Vertreter aus aller Welt verabschiedeten am Montag die Lumière-Deklaration, die 15 Prinzipien für die Zukunft des Kinos und des Bewegtbildes festlegt. Die Deklaration, die gemeinsam von Frankreich und der Republik Korea präsentiert und unter dem Co-Vorsitz ihrer jeweiligen Präsidenten einberufen wurde, zielt darauf ab, einen Rahmen für einen „Multilateralismus des Bewegtbildes“ 200 Jahre nach der ersten Fotografie und 130 Jahre nach der ersten öffentlichen Vorführung der Gebrüder Lumière zu schaffen.

Die Deklaration behauptet, dass Bewegtbilder „ein Gemeingut sind: ein Vehikel für Emotionen, Erinnerung und Wissen, für individuelle Emanzipation und kollektive Transformation“. Sie betont die Bedeutung von beabsichtigten Werken und stellt fest, dass diese „unersetzlich bleiben“ und die Zukunft der Branche bestimmen werden. Ein zentrales Argument der Deklaration ist, dass Bewegtbilder nicht nur dazu dienen sollten, die Aufmerksamkeit des Publikums zu erregen. „Die Aufmerksamkeit eines Publikums ist keine Ressource, die erobert werden soll, sondern ein Vertrauen, das geehrt werden muss“, heißt es.

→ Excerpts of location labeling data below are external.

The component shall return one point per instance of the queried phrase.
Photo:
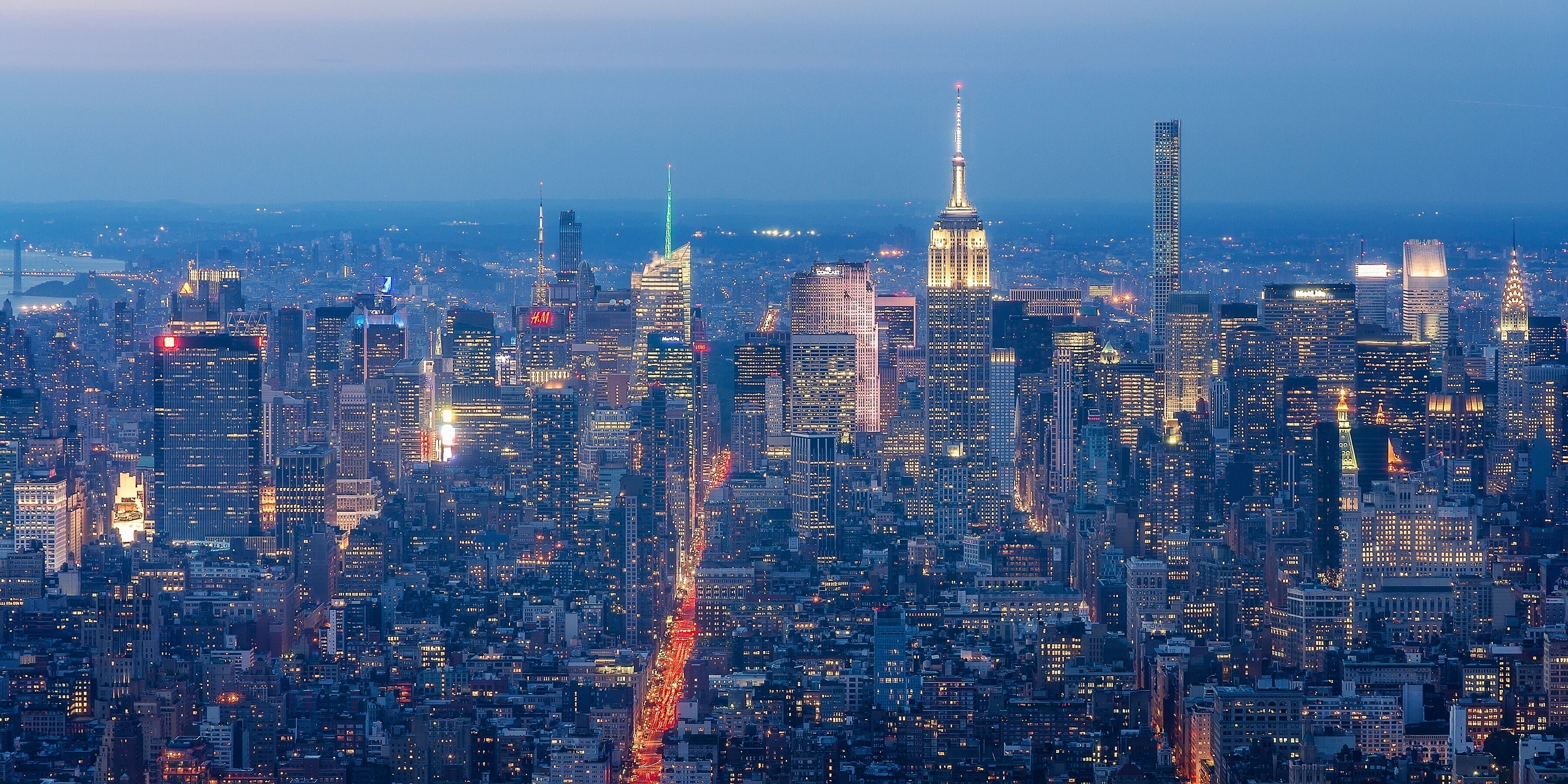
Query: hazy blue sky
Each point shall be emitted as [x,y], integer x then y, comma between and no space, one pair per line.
[286,101]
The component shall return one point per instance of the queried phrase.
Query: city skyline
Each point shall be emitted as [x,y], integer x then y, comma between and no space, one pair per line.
[955,490]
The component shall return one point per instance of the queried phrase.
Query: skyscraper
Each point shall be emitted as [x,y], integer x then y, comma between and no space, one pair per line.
[469,339]
[206,437]
[1004,422]
[1393,378]
[822,389]
[327,361]
[896,314]
[1373,292]
[813,485]
[1316,327]
[662,305]
[1167,222]
[1514,355]
[569,247]
[307,480]
[840,298]
[758,358]
[959,341]
[1253,378]
[1426,298]
[1189,327]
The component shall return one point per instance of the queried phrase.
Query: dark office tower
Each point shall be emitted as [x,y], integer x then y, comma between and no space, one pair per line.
[307,480]
[1393,378]
[610,327]
[1029,336]
[670,364]
[706,437]
[1456,382]
[386,430]
[124,328]
[1300,413]
[896,314]
[555,487]
[1318,327]
[1253,378]
[287,339]
[20,413]
[813,487]
[206,437]
[758,358]
[1233,316]
[378,344]
[469,339]
[327,363]
[1167,222]
[569,250]
[1456,427]
[959,347]
[1548,341]
[656,462]
[1327,473]
[353,432]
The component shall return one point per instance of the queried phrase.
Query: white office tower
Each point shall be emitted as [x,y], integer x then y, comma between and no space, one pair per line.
[1373,294]
[1424,302]
[840,298]
[1004,424]
[43,518]
[1062,480]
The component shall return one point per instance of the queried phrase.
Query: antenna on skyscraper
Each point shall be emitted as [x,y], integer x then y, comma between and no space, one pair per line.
[959,120]
[542,289]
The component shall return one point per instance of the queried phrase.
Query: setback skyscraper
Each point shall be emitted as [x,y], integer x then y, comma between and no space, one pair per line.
[1426,298]
[206,437]
[840,298]
[959,346]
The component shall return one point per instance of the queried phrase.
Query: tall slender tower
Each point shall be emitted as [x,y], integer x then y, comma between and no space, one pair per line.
[542,287]
[1349,507]
[959,346]
[1515,353]
[1167,222]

Das Dokument befasst sich auch mit der Bedeutung von Vielfalt in der Erzählung und kreativer Freiheit. Es fordert Unterstützung für Schöpfer, die mit „politischem, wirtschaftlichem oder sozialem Druck“ konfrontiert sind, und plädiert für eine Branche, die Sicherheit und Inklusivität priorisiert, insbesondere für Frauen. Die Deklaration betont, dass eine Branche, die Frauen ausschließt oder unter unsicheren Bedingungen arbeitet, „ein Vorbild“ in der Ausübung ihrer Macht zur Gestaltung von Darstellungen werden muss.

Wirtschaftlich erkennt die Deklaration die audiovisuelle Industrie als „eine starke Triebkraft für Wirtschaftswachstum“ an, die Investitionen ankurbelt, Arbeitsplätze schafft und Innovationen fördert. Sie unterstreicht die Verantwortung der Distributoren, zukünftige Kreationen zu unterstützen, und fordert öffentliche Unterstützung für risikoreiche Projekte in der Anfangsphase. Internationale Koproduktionen werden ebenfalls als Möglichkeit gefördert, Risiken zu diversifizieren und Werke zu bereichern, mit dem Engagement, die Zusammenarbeit zwischen etablierten und aufstrebenden Märkten zu vertiefen.